SUR-93184C – an Iron Age coin die found in north-east Hampshire

Iron Age coin die. Copyright: Surrey County Council, License: CC-BY.

Iron Age (or more correctly, early British) coin dies and evidence for minting are incredibly rare. This little object is one of only a handful of dies ever found from the period. During this time, mints were mobile and probably associated with the movement of the retinues of powerful tribal leaders. This example, one of two known from the area, is associated with the core of the tribal territory of the Atrebates, on the border of West Surrey.

LON-9CACA2 – a jetton found on the Thames Foreshore in London

Copper alloy jetton.

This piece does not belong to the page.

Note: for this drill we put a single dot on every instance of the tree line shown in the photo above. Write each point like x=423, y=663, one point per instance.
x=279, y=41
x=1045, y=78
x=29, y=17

Copyright: Portable Antiquities Scheme. License: CC-BY.

Jettons provide a wonderful insight into the psyche of the late medieval and post-medieval world and this gloomy and gothic examples from Nuremberg, which looks like a Heavy Metal album cover, is about as good as they get. It shows death in the form of a skeleton standing behind a rich lady, reminding her that life is short and death is everyone’s fate.

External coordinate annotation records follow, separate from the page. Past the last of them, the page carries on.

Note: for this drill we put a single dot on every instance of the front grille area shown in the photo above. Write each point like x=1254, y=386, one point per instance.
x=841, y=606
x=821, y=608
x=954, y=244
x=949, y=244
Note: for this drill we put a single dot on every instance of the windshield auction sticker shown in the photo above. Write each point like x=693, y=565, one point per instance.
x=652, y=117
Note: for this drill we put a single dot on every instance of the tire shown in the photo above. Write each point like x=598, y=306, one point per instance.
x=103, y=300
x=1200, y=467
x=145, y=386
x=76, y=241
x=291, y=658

SUR-4655A8 – a Bronze Age arrowhead found in Merstham, Surrey

Bronze Age copper alloy arrowhead. Copyright: Surrey County Council, License: CC-BY.

One of the great contributions of the PAS has been to transform our understanding of how and where certain types of artefacts were made and used. A great example of this is a group of Bronze Age copper-alloy barbed-and-tanged arrowheads, such as this one which I recorded in Surrey, which are modelled on earlier flint types. Before the PAS only a single example was known from Britain and that was thought to be a continental import. Now many more have been recorded and we know them to be part of the indigenous metal-working tradition of middle Bronze Age Britain.

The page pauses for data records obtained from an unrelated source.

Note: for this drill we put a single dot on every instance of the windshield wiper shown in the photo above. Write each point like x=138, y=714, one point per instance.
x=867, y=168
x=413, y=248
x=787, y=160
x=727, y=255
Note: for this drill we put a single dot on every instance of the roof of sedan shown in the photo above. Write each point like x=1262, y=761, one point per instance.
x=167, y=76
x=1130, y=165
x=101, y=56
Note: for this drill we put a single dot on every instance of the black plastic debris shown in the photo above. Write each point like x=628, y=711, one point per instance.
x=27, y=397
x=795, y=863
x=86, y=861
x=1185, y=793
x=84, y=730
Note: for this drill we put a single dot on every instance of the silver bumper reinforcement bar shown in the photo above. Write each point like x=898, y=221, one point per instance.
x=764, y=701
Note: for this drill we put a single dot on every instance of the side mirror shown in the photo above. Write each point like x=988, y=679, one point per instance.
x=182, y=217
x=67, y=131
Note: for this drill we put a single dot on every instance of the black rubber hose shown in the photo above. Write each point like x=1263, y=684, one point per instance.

LON-852E59 – a post-medieval ceramic jug found on the Thames Foreshore in London

Ceramic jug. Copyright: Portable Antiquities Scheme, License: CC-BY.

This jug is a wonderful example of the diversity of the PAS database and shows that it’s not only detectors which find interesting things! It’s a fine example of a type of post-medieval pottery known as Border Ware, from the Hampshire/Surrey borders which dominated the market for fine table wares in London. This pottery was probably made in kilns very near to where I live, which was one of the most important areas for pottery production in the country during the 17th century.